I recently saw where someone needed to cut a 63 tooth gear but his dividing head (40:1) didn't have a plate with 63 holes.  His rotary table (90:1) did have a 63 hole circle on a plate.

I'm just wondering why plates for a 40:1 dividing head don't seem to have a 127 hole pattern or in this person's case a 63 hole pattern.  Is there a reason, other than when the plates were made there didn't seem to be a need for a 127 circle?


----------



## randyc (Mar 18, 2015)

I've wondered the same thing and finally decided to do something about it, LOL.  I developed a spread sheet that determines the _closest standard hole plate_ for the desired number of increments within an error that the user specifies.

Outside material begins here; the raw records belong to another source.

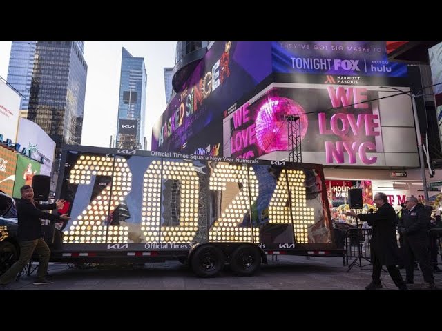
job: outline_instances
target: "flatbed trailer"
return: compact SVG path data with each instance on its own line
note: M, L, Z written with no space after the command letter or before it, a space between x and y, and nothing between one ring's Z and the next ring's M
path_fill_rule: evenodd
M83 146L61 164L56 197L71 219L44 226L52 261L177 259L213 277L226 263L253 274L267 255L343 254L320 164ZM14 222L1 231L0 272L19 252Z

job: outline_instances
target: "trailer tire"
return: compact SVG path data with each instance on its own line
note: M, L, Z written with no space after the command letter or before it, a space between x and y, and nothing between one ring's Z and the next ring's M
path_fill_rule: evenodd
M0 241L0 274L4 274L19 259L19 252L10 241Z
M193 272L201 277L216 276L224 267L226 257L219 247L206 245L197 248L192 254Z
M261 265L261 254L251 245L241 245L230 256L230 268L239 276L251 276Z

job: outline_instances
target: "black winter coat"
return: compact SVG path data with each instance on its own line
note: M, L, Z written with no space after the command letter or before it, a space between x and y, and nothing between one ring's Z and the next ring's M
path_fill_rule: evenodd
M50 221L59 221L60 217L44 212L41 210L49 210L57 208L55 203L51 205L40 205L35 202L35 205L26 199L22 199L17 203L17 216L19 228L17 237L21 241L38 239L43 237L41 233L41 221L40 219Z
M372 254L382 265L402 264L402 257L396 237L396 216L390 203L382 205L374 214L360 214L362 221L373 227L371 247Z
M399 219L398 231L412 239L426 240L430 229L431 208L418 203L410 212L405 210Z

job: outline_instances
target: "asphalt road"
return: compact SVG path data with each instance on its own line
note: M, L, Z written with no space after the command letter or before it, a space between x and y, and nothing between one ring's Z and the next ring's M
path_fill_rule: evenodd
M340 257L280 256L269 258L269 265L252 277L233 275L228 269L215 278L199 278L178 261L146 263L144 266L86 265L73 268L66 263L49 267L52 284L34 285L34 275L22 276L8 286L10 290L363 290L371 281L370 265L355 265L349 272ZM363 265L364 264L363 260ZM405 277L405 270L401 270ZM421 271L415 271L414 285L423 283ZM442 289L442 272L434 274ZM405 278L405 277L404 277ZM396 290L387 272L381 279L384 289Z

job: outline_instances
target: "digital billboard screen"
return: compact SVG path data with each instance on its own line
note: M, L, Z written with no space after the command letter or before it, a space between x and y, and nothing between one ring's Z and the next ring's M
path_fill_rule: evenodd
M201 131L271 73L270 42L214 43L153 128L152 150L193 152L191 141L204 141ZM220 130L210 137L222 141Z
M267 89L227 114L224 156L254 159L287 151L294 146L289 146L287 117L295 115L299 118L304 161L419 165L409 98L384 100L385 92L379 88L293 86Z
M12 195L18 153L0 146L0 190Z

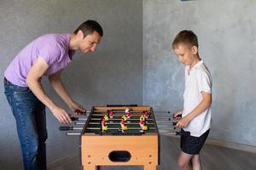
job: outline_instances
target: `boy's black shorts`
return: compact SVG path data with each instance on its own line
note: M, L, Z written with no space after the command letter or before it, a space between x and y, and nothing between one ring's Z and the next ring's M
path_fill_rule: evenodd
M183 129L181 129L183 132ZM198 155L201 149L205 144L205 141L209 134L210 129L205 132L200 137L195 136L181 136L180 148L181 150L189 155Z

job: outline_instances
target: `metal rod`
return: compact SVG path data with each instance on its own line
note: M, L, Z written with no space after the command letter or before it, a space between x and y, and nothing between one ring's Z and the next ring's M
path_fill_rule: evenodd
M153 121L153 119L151 119L151 118L146 118L147 119L147 121ZM90 119L91 121L101 121L102 119L101 118L91 118ZM113 118L113 119L111 119L111 118L109 118L108 119L109 121L121 121L122 119L114 119L114 118ZM139 121L140 119L132 119L132 118L131 118L131 119L127 119L127 121Z
M66 135L67 136L80 136L80 133L66 133Z
M148 128L149 129L155 129L154 128ZM108 128L108 130L119 130L118 128ZM86 130L101 130L99 128L87 128ZM128 128L127 130L142 130L140 128Z

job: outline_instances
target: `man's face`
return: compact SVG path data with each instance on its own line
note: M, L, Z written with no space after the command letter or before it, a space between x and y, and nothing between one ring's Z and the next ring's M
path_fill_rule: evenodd
M87 54L91 51L94 52L96 46L100 43L101 38L102 37L96 31L87 35L85 37L81 37L79 41L79 50L83 54Z
M185 65L191 65L195 62L195 55L197 51L195 51L195 46L189 47L185 44L178 44L174 49L175 54L177 54L178 60ZM197 50L197 49L196 49Z

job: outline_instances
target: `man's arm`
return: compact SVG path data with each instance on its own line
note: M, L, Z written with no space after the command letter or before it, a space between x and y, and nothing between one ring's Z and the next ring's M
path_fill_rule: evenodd
M212 94L206 92L201 92L201 94L202 94L202 100L189 114L177 122L177 127L181 128L187 127L192 119L210 107L212 104Z
M66 110L57 106L52 99L44 92L42 84L39 82L40 77L49 68L47 63L40 56L30 69L27 76L26 83L37 98L44 103L58 119L60 122L69 123L71 119Z
M79 110L81 111L84 111L85 110L79 104L74 102L66 90L66 88L61 79L61 72L62 70L49 76L49 81L52 87L70 109L73 110Z

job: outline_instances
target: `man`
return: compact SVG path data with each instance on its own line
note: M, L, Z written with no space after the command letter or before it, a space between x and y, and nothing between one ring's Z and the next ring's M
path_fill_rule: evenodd
M94 52L102 36L95 20L84 22L72 34L44 35L23 48L6 69L5 94L15 117L25 170L46 169L45 105L60 122L71 122L67 112L44 92L42 76L49 77L71 110L84 111L67 94L61 75L76 50Z

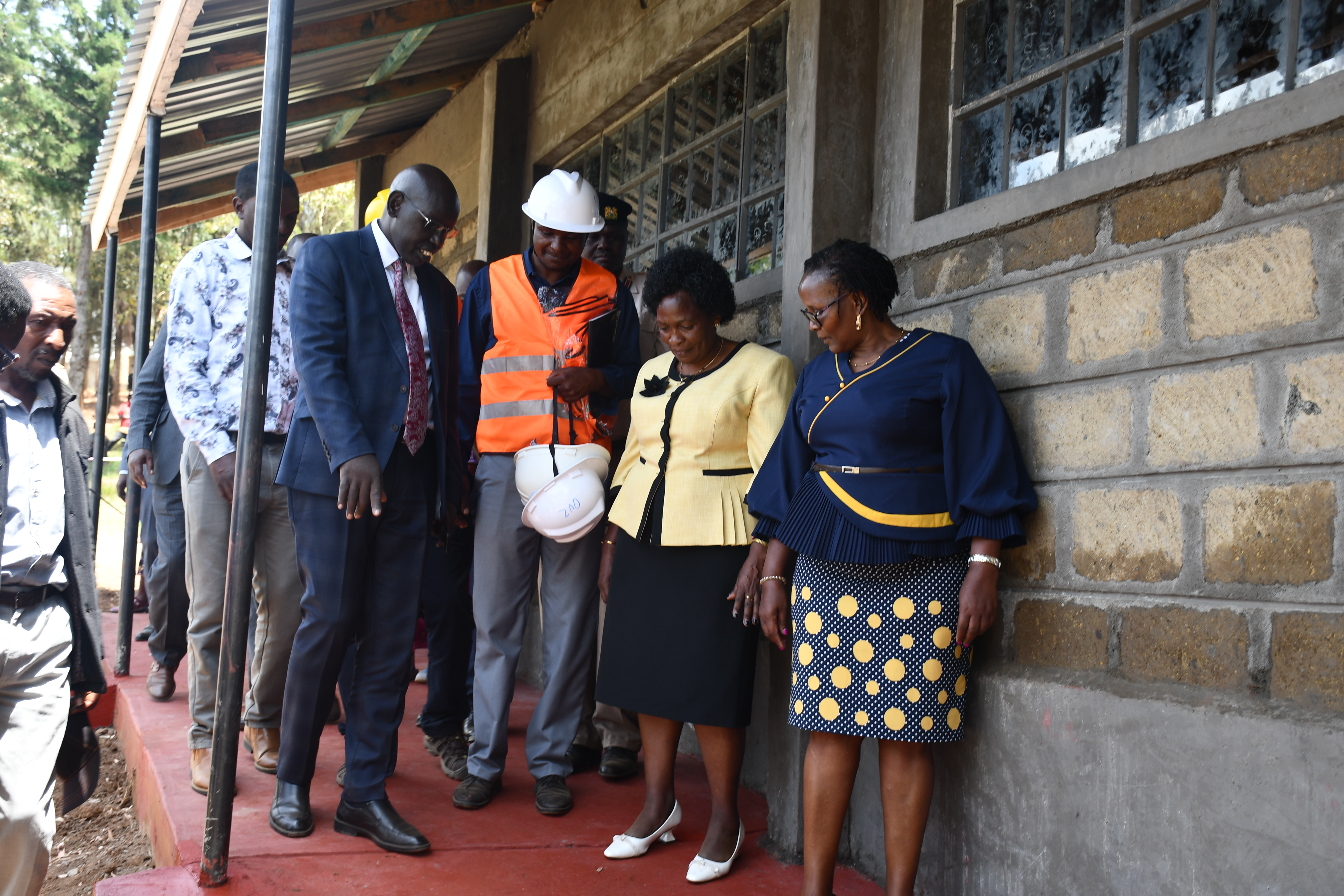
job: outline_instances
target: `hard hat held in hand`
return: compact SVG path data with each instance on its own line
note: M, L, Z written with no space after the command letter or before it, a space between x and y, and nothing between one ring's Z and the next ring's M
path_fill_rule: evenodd
M523 214L542 227L567 234L595 234L606 226L597 191L577 171L552 171L536 181Z
M523 508L523 525L556 541L578 541L606 514L606 488L598 470L602 458L589 457L538 489Z
M593 466L593 470L605 482L612 463L612 453L601 445L556 445L554 463L551 462L550 445L528 445L513 455L513 485L526 502L551 481L556 467L564 473L577 466L579 461L589 458L601 461L599 465Z

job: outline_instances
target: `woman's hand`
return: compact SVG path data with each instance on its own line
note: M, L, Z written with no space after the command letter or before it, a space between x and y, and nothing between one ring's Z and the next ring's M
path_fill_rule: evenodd
M761 568L765 566L765 545L753 541L738 580L728 592L732 602L732 618L741 617L742 625L755 625L761 621Z
M597 590L606 603L606 590L612 587L612 562L616 559L616 523L606 524L602 533L602 564L597 568Z
M999 541L972 539L972 553L999 556ZM957 643L969 647L999 617L999 567L972 563L961 583L961 613L957 617Z

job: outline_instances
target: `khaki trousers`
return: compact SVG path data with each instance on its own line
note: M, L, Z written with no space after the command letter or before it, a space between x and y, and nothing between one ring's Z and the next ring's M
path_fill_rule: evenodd
M70 717L70 611L56 595L0 609L0 896L38 896L56 833Z
M253 728L280 728L289 653L298 630L298 580L289 494L276 485L284 445L265 445L257 500L257 555L253 598L257 600L257 645L251 689L243 715ZM181 501L187 517L187 690L192 750L211 746L215 692L219 686L219 639L224 622L224 571L228 566L228 517L233 505L219 494L206 457L195 442L181 453Z

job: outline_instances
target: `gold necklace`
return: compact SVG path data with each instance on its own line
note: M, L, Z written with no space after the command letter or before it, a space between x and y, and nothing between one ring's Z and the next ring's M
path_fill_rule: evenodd
M707 369L710 369L711 367L714 367L714 363L715 363L716 360L719 360L719 353L720 353L720 352L723 352L723 347L724 347L724 345L727 344L727 341L728 341L728 340L726 340L726 339L723 339L723 337L720 336L720 337L719 337L719 351L714 353L714 357L711 357L711 359L710 359L710 363L708 363L708 364L704 364L704 365L702 365L702 367L700 367L700 369L698 369L698 371L696 371L695 373L687 373L687 372L685 372L685 368L684 368L684 367L681 365L681 361L677 361L677 365L676 365L676 367L677 367L677 369L679 369L679 371L681 371L681 376L699 376L700 373L703 373L703 372L706 372Z

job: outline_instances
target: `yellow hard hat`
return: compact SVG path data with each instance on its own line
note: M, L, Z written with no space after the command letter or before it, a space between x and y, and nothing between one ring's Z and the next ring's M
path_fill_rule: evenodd
M378 195L368 201L368 208L364 210L364 227L383 216L383 207L387 206L387 193L390 192L392 192L390 188L379 189Z

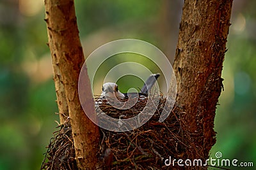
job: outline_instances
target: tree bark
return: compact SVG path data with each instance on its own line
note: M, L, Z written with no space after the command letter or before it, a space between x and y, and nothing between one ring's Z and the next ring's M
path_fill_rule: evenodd
M93 169L98 162L99 132L98 127L86 116L79 99L78 78L84 58L74 1L45 0L45 6L59 111L66 115L68 111L78 167ZM84 72L86 111L96 115L87 69ZM63 118L60 118L61 122Z
M232 0L185 0L173 69L177 104L191 142L209 156L216 142L215 111L230 25Z

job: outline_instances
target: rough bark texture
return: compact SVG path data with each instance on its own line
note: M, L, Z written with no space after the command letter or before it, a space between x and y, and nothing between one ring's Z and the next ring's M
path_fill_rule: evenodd
M185 0L173 64L177 104L191 139L207 158L215 143L216 106L230 25L232 0Z
M79 99L78 78L84 59L74 1L45 0L45 6L60 113L66 113L68 111L78 167L81 169L93 169L98 162L96 152L99 133L98 127L84 114ZM95 114L86 69L84 77L87 80L84 89L86 111Z

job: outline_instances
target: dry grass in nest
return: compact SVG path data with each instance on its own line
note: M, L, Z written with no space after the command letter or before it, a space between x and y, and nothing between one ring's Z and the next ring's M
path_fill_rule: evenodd
M127 99L122 99L127 100ZM143 110L147 97L139 99L131 108L119 110L111 106L106 99L96 97L95 103L108 115L118 118L132 117ZM100 169L207 169L206 167L166 166L169 159L198 159L202 148L190 141L188 132L180 119L180 109L174 106L163 122L159 119L166 103L161 96L154 115L149 121L132 131L116 132L100 129L101 140L98 152ZM99 110L98 108L96 110ZM97 113L99 110L97 111ZM72 129L67 123L54 132L41 169L77 169L75 160Z

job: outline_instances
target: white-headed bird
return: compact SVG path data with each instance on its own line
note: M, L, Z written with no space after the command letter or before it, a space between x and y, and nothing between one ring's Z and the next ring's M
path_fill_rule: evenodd
M101 96L105 97L129 97L134 95L148 96L148 92L150 90L157 78L160 76L159 73L151 74L142 87L140 92L138 93L121 93L118 90L118 86L115 83L106 83L102 86L102 92Z

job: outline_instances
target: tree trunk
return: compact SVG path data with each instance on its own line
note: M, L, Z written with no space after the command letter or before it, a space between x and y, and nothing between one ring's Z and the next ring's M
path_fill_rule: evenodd
M191 142L207 158L216 142L215 110L230 25L232 0L185 0L173 69L177 103Z
M76 159L81 169L93 169L97 164L99 129L84 114L78 96L78 78L84 62L72 0L45 0L49 45L52 58L60 113L70 118ZM86 111L95 114L87 70L84 92ZM63 118L60 118L63 122Z

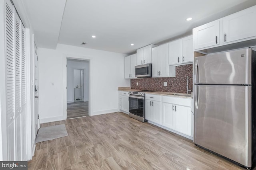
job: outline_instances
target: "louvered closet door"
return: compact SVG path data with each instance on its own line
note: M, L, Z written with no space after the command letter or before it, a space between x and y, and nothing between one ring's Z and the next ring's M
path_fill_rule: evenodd
M26 125L26 51L25 51L25 29L23 25L21 25L21 143L22 160L27 160L27 134Z
M15 160L14 113L15 44L14 8L9 0L6 4L6 74L8 160Z

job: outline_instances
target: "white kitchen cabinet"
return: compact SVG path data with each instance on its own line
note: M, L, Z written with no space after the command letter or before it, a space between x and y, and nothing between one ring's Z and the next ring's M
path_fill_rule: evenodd
M128 92L119 92L119 109L124 113L129 113L129 94Z
M224 43L256 36L256 6L224 17Z
M146 119L157 124L162 124L161 96L146 94Z
M136 54L124 57L124 78L135 78L135 66L137 65Z
M175 129L181 133L191 135L191 109L190 107L177 105L174 106Z
M181 39L169 43L169 64L177 64L181 61L182 56L182 41Z
M178 65L192 63L193 36L190 35L169 43L169 64Z
M194 52L193 51L193 35L190 35L182 38L182 63L193 62Z
M152 49L152 77L175 77L175 67L169 66L168 44Z
M175 129L174 106L170 103L163 102L162 104L162 125L172 129Z
M157 45L150 44L137 50L137 65L150 63L152 62L152 48Z
M193 29L194 49L211 48L220 44L220 20L207 23Z

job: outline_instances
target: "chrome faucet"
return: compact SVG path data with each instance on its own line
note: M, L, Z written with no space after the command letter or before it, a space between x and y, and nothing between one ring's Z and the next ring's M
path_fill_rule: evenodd
M188 92L191 92L191 90L188 90L188 76L187 76L187 94L188 94Z

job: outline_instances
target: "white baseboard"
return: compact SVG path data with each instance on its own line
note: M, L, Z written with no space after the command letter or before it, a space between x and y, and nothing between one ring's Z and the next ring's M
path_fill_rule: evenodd
M65 120L65 119L63 117L63 116L47 117L46 118L40 119L40 123L45 123L52 122L63 120Z
M158 127L162 127L163 129L165 129L169 131L171 131L172 132L173 132L174 133L176 133L177 134L180 135L180 136L182 136L183 137L185 137L188 138L188 139L190 139L193 140L193 137L191 137L190 136L188 136L188 135L185 135L185 134L184 134L183 133L180 133L179 132L177 132L177 131L174 131L174 130L171 129L169 129L169 128L168 128L168 127L165 127L164 126L162 126L162 125L160 125L158 124L157 123L155 123L152 122L151 121L148 121L148 122L150 123L151 123L151 124L153 124L154 125L155 125L156 126L158 126Z
M109 110L100 110L99 111L94 111L91 114L91 116L95 115L103 115L103 114L110 113L113 112L117 112L118 111L118 109L110 109Z

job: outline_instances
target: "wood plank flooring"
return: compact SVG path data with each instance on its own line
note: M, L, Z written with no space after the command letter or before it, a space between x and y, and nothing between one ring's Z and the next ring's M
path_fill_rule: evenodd
M239 170L183 137L120 112L64 124L69 136L36 144L29 170Z
M67 118L70 119L88 116L88 102L68 103Z

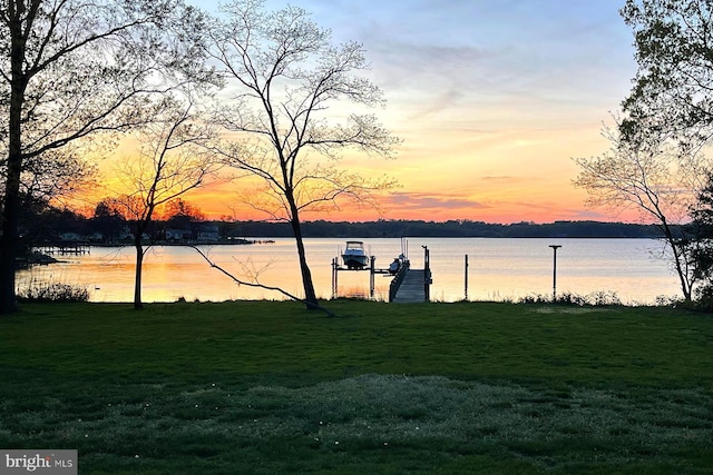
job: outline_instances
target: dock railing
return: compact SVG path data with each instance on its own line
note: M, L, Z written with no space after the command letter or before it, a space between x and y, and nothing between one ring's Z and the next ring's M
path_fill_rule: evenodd
M403 283L403 279L406 278L406 275L409 273L410 268L411 268L411 264L408 260L404 260L401 267L399 268L399 271L397 273L397 275L391 280L391 284L389 285L389 301L393 301L393 299L397 297L399 287L401 287L401 283Z

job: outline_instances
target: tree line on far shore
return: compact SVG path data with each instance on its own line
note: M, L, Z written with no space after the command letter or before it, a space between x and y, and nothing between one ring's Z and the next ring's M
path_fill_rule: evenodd
M105 245L120 245L130 239L134 222L102 201L94 216L87 218L70 210L51 206L35 208L22 219L25 247L75 240ZM169 202L167 212L147 229L148 241L166 240L167 231L183 230L186 241L201 240L202 231L212 230L212 238L227 241L236 238L292 238L287 222L255 220L208 220L192 204L177 199ZM217 232L217 235L216 235ZM205 234L205 232L204 232ZM400 238L400 237L482 237L482 238L661 238L658 226L626 222L568 221L548 224L514 222L494 224L475 220L424 221L413 219L380 219L375 221L303 222L307 238ZM128 243L128 241L127 241Z

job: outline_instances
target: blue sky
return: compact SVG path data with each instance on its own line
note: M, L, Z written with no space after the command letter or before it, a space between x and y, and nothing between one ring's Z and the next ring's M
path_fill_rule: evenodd
M310 11L335 41L367 50L371 79L388 99L378 115L404 139L395 161L362 165L403 185L384 198L385 218L622 218L584 208L572 158L606 150L602 125L636 70L633 36L618 14L623 0L290 4Z

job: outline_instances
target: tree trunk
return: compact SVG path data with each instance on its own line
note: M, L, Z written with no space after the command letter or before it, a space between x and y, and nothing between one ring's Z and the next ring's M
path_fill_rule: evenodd
M18 253L18 221L20 214L20 174L22 171L22 103L28 78L22 71L25 40L18 18L10 21L11 81L8 144L8 177L2 209L2 238L0 239L0 314L17 311L14 297L14 266Z
M144 269L144 246L141 246L141 232L134 236L134 247L136 248L136 269L134 278L134 309L141 310L144 303L141 301L141 271Z
M302 239L302 226L300 224L299 211L296 206L291 202L292 208L292 219L290 224L292 225L292 231L294 232L294 240L297 245L297 256L300 258L300 271L302 274L302 286L304 287L304 301L306 303L307 309L319 308L319 304L316 301L316 293L314 291L314 284L312 283L312 271L310 270L310 266L307 265L307 256L304 251L304 241Z
M688 281L687 273L681 261L685 256L681 255L682 250L678 249L676 238L673 236L673 231L671 230L671 227L668 226L666 219L662 218L661 221L664 229L664 235L666 236L666 241L668 243L671 251L673 253L673 264L674 268L676 269L676 274L678 275L678 281L681 283L681 291L683 293L683 298L685 299L685 301L691 301L693 298L691 283Z

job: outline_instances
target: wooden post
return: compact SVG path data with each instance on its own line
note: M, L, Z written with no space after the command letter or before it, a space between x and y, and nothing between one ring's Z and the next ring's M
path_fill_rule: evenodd
M374 256L371 256L370 259L371 259L371 267L369 270L369 296L371 298L374 298L374 274L375 274L377 258Z
M336 291L338 291L338 287L336 287L338 286L336 276L339 274L338 261L339 261L338 257L332 259L332 298L336 298Z
M466 254L466 268L465 268L465 288L466 288L466 297L465 299L468 300L468 255Z

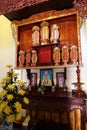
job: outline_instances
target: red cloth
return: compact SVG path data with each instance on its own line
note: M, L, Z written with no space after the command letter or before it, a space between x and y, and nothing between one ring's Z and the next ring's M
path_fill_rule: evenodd
M0 0L0 14L16 11L45 1L48 0Z

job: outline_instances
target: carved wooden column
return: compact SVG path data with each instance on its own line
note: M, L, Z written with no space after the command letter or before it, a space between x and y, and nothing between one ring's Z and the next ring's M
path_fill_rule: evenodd
M76 97L84 97L85 96L85 93L81 90L81 82L80 82L80 68L79 68L79 65L77 66L77 70L76 70L76 73L77 73L77 92L76 92Z

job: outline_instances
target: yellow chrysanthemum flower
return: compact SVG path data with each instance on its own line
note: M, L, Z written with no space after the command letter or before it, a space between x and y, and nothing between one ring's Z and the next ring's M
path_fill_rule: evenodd
M30 121L30 116L28 115L25 120L24 120L24 123L28 123Z
M20 94L20 95L22 95L22 96L23 96L23 95L25 94L25 91L24 91L24 90L22 90L22 89L19 89L19 90L18 90L18 94Z
M12 100L13 98L14 98L14 96L13 96L12 94L8 94L8 95L7 95L7 99L8 99L8 100Z
M24 84L24 82L22 80L18 80L17 84L19 84L20 86Z
M17 77L18 76L18 73L14 73L12 74L13 77Z
M6 95L7 91L6 90L3 90L0 92L0 97L4 97Z
M4 109L4 113L6 114L9 114L11 112L11 108L9 106L7 106L5 109Z
M13 121L15 121L15 115L12 114L12 115L7 116L6 121L7 122L13 122Z
M6 102L6 101L3 101L3 102L0 104L0 107L1 107L2 109L4 109L6 106L7 106L7 102Z
M11 67L12 67L12 65L6 65L6 67L11 68Z
M24 97L23 101L24 101L24 103L29 104L29 99L28 98Z
M17 112L22 112L22 105L20 102L16 102L14 107L16 108Z
M15 88L15 87L14 87L13 84L9 84L9 85L8 85L8 89L10 89L10 90L14 90L14 88Z

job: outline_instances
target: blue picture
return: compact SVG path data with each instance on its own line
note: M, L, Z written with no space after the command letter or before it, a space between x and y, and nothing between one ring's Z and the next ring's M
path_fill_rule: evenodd
M41 69L40 80L43 86L52 86L53 71L52 69Z

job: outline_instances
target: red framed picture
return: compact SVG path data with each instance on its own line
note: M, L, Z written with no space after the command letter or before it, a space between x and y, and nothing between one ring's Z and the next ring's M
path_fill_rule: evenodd
M63 88L64 83L65 83L65 72L57 72L56 73L56 85L60 88Z
M37 73L30 74L30 85L31 87L37 87Z

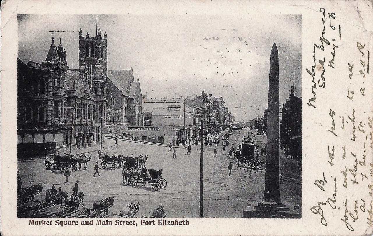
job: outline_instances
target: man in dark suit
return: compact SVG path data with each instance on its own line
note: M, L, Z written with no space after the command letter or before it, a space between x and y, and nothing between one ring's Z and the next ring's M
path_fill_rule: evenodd
M100 177L100 173L98 172L98 169L101 169L100 166L98 166L98 162L96 162L96 165L94 166L94 170L95 172L93 174L93 177L95 177L96 175L96 173L98 174L98 177Z
M74 188L72 189L72 194L71 194L72 196L75 193L78 192L78 188L79 187L78 184L79 183L79 180L77 180L76 183L75 183L75 185L74 186Z

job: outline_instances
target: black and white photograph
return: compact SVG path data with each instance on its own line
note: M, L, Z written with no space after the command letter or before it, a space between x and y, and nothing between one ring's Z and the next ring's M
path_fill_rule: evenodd
M302 218L301 15L17 19L18 217Z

As an example, my dividing head has a 72 tooth worm gear and the plates supplied with it cannot provide exact division of 127.  BUT my spreadsheet found that using a 30 hole plate would give me a division of 127.059.  That represents a maximum error of .0013 degrees.  I think that I could live with that, ha-ha-ha


----------



## rrjohnso2000 (Mar 18, 2015)

That spreadsheet seems quite handy. Is there a chance of sharing?


----------



## randyc (Mar 18, 2015)

Sure, anyone that's interested can send me a PM with their e-mail address.  Be aware, however, that unlike software companies, I do not provide technical support 

User inputs are ONLY the blue text, any other colored text are either calculation boxes or instructions which you should read VERY carefully.


----------



## Reeltor (Mar 18, 2015)

Boy, that was fast!  Thanks for the spreadsheet, I'll have to have some quiet time to see how it works 

Thanks again,

Mike


----------



## randyc (Mar 18, 2015)

Reeltor said:


> Boy, that was fast!  Thanks for the spreadsheet, I'll have to have some quiet time to see how it works ....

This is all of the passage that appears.